As UBC’s institutional repository, cIRcle’s mandate is to preserve and promote published and unpublished research from the UBC community. Faculty research is an important part of this; cIRcle currently has more than 8,800 items in its UBC Faculty and Research Publications collection, with over 42,000 author names listed. However, many of these names are simply different forms of a single author’s name. Having different versions of a single author’s name can make it harder to find their work.
When new publications are added to cIRcle, they can come from a variety of sources and in many different formats. cIRcle’s metadata standards guide how author names are entered for each individual publication, but any review of author name variants occurs as a separate process as staffing and expertise allow. In 2021, cIRcle set out to make it easier to find UBC faculty research by exploring ways to identify authors under a single version of their name and eliminate confusing variants.
This blog post will share some highlights about our experience developing an author name management workflow and challenges we faced when trying to automate the process using OpenRefine, a data cleaning tool. Although the content and processes of each institutional repository may be unique, author name management is an ongoing and ever-present challenge for all.
Name Disambiguation vs. Reconciliation
Author name management can include both disambiguation and reconciliation. Name disambiguation is needed when a single unique name represents more than one individual author. For example, the author name ‘Parry, J. D.’ could represent both ‘Parry, Jessica D.’ and ‘Parry, Joseph Dean’. Name reconciliation is needed when a single author’s name is captured using varying forms of name.
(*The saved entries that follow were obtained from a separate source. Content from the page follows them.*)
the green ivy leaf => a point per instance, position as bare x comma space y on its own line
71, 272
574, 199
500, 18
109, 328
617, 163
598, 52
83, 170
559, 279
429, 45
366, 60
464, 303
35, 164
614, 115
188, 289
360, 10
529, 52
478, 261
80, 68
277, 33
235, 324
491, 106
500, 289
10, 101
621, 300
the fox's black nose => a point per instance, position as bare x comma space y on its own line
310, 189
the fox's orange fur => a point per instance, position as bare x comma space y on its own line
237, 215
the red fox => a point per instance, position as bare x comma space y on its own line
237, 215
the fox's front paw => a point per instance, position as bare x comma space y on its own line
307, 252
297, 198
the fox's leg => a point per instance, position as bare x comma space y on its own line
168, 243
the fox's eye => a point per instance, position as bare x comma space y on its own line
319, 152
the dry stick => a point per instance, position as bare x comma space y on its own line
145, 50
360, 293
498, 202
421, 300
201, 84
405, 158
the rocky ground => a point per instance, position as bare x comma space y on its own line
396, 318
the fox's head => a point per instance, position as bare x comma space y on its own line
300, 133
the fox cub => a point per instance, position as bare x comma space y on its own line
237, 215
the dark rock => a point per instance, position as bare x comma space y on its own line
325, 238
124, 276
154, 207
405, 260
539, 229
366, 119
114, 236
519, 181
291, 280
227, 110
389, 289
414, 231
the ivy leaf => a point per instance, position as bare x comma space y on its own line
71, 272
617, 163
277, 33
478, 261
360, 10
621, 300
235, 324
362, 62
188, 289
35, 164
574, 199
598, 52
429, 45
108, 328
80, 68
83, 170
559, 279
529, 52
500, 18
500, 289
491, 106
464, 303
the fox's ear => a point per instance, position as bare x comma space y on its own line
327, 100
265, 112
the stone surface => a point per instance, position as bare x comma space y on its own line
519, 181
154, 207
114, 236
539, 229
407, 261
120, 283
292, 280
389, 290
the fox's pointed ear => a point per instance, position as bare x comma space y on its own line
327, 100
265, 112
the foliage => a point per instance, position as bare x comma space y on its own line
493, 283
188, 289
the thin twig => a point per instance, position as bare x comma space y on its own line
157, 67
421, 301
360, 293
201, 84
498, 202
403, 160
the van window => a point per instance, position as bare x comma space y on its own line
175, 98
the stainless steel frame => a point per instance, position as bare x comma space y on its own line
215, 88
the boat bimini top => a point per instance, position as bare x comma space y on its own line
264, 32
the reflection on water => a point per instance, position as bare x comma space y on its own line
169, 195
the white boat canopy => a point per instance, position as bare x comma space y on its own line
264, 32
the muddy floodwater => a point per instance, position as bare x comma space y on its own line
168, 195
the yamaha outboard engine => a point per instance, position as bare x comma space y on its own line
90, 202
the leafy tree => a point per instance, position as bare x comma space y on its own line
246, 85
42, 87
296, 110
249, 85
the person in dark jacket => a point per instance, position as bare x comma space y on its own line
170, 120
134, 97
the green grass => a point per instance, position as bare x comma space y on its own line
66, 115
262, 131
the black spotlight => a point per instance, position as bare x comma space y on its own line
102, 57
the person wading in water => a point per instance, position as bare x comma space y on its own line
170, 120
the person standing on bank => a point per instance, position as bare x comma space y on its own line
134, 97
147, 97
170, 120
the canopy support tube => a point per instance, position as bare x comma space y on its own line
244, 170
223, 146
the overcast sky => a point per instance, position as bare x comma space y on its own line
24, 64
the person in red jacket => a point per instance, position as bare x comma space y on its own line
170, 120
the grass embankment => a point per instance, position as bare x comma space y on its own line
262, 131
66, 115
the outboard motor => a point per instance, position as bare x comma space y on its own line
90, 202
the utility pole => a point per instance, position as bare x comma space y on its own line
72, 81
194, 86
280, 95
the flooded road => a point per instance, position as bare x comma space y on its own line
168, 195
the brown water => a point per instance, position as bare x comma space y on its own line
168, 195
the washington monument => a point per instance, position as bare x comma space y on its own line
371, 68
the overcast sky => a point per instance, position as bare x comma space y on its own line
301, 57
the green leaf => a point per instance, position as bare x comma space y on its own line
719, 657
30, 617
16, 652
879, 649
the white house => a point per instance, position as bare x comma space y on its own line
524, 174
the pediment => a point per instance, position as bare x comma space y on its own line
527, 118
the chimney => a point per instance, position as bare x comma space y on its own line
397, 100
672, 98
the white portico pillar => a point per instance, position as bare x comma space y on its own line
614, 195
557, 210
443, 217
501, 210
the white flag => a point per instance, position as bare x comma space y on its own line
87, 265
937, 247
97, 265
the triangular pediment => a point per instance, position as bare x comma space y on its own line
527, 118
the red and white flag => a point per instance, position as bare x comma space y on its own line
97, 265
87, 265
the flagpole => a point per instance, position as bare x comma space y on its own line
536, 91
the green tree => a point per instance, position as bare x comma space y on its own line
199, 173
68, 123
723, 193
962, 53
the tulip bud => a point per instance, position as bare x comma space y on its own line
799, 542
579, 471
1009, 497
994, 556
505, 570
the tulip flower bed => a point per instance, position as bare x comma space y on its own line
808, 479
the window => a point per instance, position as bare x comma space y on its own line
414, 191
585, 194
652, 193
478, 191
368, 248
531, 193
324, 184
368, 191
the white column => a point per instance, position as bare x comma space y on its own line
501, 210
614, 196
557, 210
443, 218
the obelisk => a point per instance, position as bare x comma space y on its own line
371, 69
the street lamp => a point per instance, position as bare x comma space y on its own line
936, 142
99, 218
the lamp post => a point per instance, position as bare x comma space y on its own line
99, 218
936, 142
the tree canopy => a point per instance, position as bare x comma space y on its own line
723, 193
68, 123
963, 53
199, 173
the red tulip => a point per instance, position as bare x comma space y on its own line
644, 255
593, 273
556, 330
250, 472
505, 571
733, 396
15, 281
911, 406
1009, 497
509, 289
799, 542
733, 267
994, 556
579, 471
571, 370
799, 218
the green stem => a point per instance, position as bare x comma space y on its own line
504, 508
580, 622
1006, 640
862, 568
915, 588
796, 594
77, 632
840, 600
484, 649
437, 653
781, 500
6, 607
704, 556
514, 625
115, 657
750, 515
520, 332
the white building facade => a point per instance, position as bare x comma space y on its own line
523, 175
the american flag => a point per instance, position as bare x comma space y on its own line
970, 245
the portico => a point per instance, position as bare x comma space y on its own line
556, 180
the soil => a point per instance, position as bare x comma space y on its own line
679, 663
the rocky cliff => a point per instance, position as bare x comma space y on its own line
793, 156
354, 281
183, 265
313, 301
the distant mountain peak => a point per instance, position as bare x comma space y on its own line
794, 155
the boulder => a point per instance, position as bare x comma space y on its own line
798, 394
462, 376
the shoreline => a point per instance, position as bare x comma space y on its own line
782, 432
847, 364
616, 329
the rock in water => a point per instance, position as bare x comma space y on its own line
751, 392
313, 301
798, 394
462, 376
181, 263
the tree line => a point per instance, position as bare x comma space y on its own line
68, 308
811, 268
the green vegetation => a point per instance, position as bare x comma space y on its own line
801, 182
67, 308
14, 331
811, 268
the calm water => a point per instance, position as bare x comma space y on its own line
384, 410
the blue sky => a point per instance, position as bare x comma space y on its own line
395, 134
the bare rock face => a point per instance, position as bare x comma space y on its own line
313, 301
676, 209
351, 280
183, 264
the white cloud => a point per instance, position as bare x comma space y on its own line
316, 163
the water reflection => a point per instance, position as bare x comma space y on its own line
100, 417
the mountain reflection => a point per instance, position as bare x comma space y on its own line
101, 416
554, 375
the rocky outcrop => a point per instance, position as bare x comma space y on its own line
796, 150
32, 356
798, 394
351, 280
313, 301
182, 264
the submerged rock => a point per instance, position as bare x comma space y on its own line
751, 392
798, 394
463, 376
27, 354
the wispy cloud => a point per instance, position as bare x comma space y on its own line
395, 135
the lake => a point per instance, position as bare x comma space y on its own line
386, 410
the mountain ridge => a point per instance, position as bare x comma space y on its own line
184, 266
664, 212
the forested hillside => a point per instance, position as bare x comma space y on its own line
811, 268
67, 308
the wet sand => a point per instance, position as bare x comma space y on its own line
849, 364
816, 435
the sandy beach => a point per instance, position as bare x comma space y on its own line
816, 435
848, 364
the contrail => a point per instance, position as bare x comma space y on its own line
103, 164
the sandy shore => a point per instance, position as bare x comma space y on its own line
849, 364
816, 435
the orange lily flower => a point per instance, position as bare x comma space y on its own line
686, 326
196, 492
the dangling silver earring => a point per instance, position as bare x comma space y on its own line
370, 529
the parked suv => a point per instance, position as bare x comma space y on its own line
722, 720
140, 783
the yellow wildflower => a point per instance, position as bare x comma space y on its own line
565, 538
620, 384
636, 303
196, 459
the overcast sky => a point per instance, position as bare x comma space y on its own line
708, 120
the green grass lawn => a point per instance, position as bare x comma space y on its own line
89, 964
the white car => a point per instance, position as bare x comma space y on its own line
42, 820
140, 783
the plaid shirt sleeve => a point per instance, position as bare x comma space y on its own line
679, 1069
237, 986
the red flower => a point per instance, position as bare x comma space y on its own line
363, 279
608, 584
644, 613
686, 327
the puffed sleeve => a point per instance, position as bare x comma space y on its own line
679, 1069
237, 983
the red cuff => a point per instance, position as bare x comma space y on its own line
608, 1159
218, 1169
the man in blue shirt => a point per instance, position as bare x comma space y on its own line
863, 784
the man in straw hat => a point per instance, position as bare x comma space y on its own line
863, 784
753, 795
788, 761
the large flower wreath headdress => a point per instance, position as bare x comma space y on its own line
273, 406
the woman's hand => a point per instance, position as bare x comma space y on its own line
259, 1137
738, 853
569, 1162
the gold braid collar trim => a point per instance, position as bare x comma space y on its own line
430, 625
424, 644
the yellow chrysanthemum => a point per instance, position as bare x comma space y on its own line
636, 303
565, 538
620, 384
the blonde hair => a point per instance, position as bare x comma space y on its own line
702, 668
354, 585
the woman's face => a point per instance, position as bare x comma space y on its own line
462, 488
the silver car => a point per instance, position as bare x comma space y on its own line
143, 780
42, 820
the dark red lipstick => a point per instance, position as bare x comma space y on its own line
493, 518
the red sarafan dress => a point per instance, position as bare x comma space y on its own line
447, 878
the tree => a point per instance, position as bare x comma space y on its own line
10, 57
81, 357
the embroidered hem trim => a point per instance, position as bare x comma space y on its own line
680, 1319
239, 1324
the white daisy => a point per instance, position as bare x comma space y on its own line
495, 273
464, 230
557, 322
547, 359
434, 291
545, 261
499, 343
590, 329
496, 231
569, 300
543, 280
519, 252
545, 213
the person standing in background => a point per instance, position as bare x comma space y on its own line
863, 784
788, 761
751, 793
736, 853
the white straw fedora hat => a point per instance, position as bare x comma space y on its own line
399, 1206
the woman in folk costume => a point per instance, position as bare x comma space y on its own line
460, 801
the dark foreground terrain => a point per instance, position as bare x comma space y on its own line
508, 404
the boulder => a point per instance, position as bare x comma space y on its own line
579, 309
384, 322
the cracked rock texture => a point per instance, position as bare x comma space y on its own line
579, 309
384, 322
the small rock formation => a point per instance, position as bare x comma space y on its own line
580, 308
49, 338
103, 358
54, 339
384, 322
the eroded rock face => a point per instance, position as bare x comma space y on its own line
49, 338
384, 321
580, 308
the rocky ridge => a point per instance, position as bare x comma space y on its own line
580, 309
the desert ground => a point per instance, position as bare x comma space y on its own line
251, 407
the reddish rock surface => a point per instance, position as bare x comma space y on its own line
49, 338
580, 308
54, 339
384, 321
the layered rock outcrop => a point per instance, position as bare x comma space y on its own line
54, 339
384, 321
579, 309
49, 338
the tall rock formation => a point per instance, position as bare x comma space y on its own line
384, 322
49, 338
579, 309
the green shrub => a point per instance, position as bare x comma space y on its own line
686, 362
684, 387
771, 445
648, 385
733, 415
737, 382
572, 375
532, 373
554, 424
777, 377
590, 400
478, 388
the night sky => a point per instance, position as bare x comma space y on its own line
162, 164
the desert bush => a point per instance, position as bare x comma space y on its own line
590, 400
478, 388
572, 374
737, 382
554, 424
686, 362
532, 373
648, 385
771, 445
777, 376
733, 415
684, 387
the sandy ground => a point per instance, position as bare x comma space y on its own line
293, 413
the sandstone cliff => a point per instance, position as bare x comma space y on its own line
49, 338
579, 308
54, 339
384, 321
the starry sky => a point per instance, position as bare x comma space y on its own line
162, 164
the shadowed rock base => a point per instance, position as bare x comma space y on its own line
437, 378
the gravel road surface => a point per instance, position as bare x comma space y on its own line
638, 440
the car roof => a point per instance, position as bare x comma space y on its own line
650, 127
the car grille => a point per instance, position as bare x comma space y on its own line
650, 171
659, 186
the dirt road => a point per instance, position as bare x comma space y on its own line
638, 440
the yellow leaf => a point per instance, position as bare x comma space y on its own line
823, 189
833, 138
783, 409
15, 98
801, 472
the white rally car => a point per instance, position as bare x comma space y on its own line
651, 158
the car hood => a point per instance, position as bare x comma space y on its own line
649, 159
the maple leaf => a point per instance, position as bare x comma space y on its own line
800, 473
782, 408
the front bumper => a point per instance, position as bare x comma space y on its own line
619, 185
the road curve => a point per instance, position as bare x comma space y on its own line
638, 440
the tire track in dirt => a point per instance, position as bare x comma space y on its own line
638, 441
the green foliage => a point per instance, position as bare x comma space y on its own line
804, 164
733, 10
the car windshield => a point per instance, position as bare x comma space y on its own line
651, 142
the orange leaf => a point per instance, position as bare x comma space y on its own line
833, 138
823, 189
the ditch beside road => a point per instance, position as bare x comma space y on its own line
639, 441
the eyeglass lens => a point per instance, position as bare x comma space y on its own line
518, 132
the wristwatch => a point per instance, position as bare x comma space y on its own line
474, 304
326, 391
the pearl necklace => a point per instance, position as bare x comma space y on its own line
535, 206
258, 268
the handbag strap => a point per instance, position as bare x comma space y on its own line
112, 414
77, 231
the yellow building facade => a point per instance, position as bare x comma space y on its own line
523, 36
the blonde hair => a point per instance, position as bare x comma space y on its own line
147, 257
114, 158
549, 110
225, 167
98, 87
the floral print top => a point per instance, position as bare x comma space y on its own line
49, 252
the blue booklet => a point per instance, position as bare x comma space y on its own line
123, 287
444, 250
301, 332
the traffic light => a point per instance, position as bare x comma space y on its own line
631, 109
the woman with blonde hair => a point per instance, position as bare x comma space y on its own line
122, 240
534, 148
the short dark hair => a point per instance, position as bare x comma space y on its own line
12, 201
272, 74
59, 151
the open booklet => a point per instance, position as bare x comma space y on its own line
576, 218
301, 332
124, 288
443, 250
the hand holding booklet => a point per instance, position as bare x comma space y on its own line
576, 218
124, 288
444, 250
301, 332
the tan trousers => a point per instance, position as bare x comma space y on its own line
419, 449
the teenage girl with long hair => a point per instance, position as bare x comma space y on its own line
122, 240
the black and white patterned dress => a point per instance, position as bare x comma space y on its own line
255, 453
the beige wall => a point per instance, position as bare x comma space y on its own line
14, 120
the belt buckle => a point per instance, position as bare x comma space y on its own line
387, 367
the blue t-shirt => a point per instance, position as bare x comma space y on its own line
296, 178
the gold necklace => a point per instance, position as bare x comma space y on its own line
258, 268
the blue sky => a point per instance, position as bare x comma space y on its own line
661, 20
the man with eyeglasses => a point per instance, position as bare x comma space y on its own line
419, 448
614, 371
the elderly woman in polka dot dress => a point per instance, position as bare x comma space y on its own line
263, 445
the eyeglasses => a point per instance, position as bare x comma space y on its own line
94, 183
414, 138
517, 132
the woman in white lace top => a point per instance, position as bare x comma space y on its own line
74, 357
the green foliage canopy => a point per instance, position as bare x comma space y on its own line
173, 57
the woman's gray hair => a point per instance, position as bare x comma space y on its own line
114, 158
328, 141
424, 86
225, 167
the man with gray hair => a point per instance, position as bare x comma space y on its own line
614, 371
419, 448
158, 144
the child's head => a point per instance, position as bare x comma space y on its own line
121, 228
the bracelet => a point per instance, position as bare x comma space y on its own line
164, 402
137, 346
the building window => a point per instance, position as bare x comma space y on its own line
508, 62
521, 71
For example, items with the author names ‘Smith, John,’ ‘Smith, J. A.,’ and ‘Smith, John A.’ could all authored by one person. Multiple authors under a single form of name, and multiple forms of name for a single author within a repository like cIRcle cause issues with access and discoverability. Kansas State University Library’s Author Disambiguation Defined guide offers a useful explanation of author name disambiguation and its effects on research impact and dissemination.
Preliminary workflows and challenges
During our initial exploratory phase, the cIRcle Specialist identified opportunities for automating the metadata analysis and remediation workflows by using metadata cleaning tools like OpenRefine. OpenRefine is an open-source application used for data cleanup and transformation, or “data wrangling,” and is widely used in libraries to clean, organize, and analyze complex data (Williams, 2018). Not surprisingly, both the 2020 and 2022 OpenRefine user surveys showed that librarians make up the largest group of OpenRefine users (Fauconnier, 2022).
While working with our data in OpenRefine, we faced considerable challenges. The first was figuring out how to get the remediation work done in OpenRefine back into cIRcle’s DSpace repository system. The second involved the time commitment. Metadata remediation can be automated in many cases, but this particular project proved too complex to automate because of the level of manual review and reference required. Ideally, a name reconciliation project would be straightforward and would allow for all work to be done in OpenRefine, without requiring any external reference or comparison with records elsewhere. However, the nature of cIRcle – with records dating back to 2008 and archived via different ingestion streams, each with its own metadata particularities – meant that any reconciliation work would require regular reference to cIRcle and other sites, such as academic journal sites and UBC departmental pages. Determining whether ‘Johnson, Kate C.’ and ‘Johnson, Katherine C.’ are the same person would require review of publication topics, co-authors, and any noted affiliations.
Revised workflows and collaborative efforts
Once we determined that this work had to be done manually, we concluded that remediating author names in cIRcle would have to be done on an ongoing basis, rather than as part of a defined project. With this in mind, we redesigned our workflow for identifying the names that would (or might) need remediating with the help of UBC Library’s Technical Services (TS) team. The TS team reviews all new submissions to cIRcle to ensure that the item’s metadata aligns with UBC Library and broader metadata standards. TS also checks the Library of Congress (LC) Name Authorities for an authorized form of name for all UBC Faculty authors. Although ORCID is sometimes used for name authority work, it was not considered appropriate for this project. Rationale for this decision may be discussed in later posts. Because the TS team routinely reviews author names in cIRcle, we tapped into their knowledge about name authorities and metadata standards to identify UBC Faculty author names in cIRcle that need disambiguation and/or remediation. Using a shared Google Spreadsheet, the TS team records any UBC Faculty author names they come across during their review work that also need remediating.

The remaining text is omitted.